C'est en observant une bonne réponse immunitaire à la coqueluche, dès 2 semaines, chez des nourrissons naturellement infectés que la troisième piste a été développée par l'équipe de Camille Locht. « Comme nous savions que l'infection naturelle protège bien contre une nouvelle infection les enfants qui ont survécu à la première, nous avons développé un candidat vaccin qui consiste en une souche de Bordetella pertussis génétiquement atténuée, capable de protéger par une seule administration nasale les bébés souris, alors qu'une vaccination classique ne le fait pas ». Ce nouveau vaccin, qui mime une infection naturelle par la coqueluche, a montré pour la première fois une efficacité sur les bébés souris, un modèle d'étude validé pour cette pathologie.
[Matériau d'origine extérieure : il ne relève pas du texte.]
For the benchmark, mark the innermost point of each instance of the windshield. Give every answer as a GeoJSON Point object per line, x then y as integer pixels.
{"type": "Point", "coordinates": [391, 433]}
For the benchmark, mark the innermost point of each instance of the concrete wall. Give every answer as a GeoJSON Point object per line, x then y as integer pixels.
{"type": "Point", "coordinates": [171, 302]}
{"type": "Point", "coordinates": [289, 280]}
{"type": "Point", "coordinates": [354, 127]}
Il a par ailleurs prouvé son efficacité secondaire sur Bordetella parapertussis, autre souche responsable de la coqueluche et contre laquelle ne protègent pas les vaccins actuels.

Ce candidat-vaccin destiné en priorité aux pays en développement serait facile à produire et d'un coût bien moindre que le vaccin acellulaire actuel. Il fait l'objet d'un plan de recherche préclinique qui devrait aboutir rapidement aux premières phases d'investigations cliniques.

Des collaborations ont d'ores et déjà été engagées au plan international, à la fois en matière de développement pré-clinique et de production du vaccin nasal. L'Inserm renforcera le pôle développement de cette découverte scientifique en mettant à disposition l'un des chercheurs de l'unité 629 au sein de l'International Vaccine Institute de Séoul (Corée du Sud), lequel est en mesure de mettre en place des essais cliniques dans des pays en développement.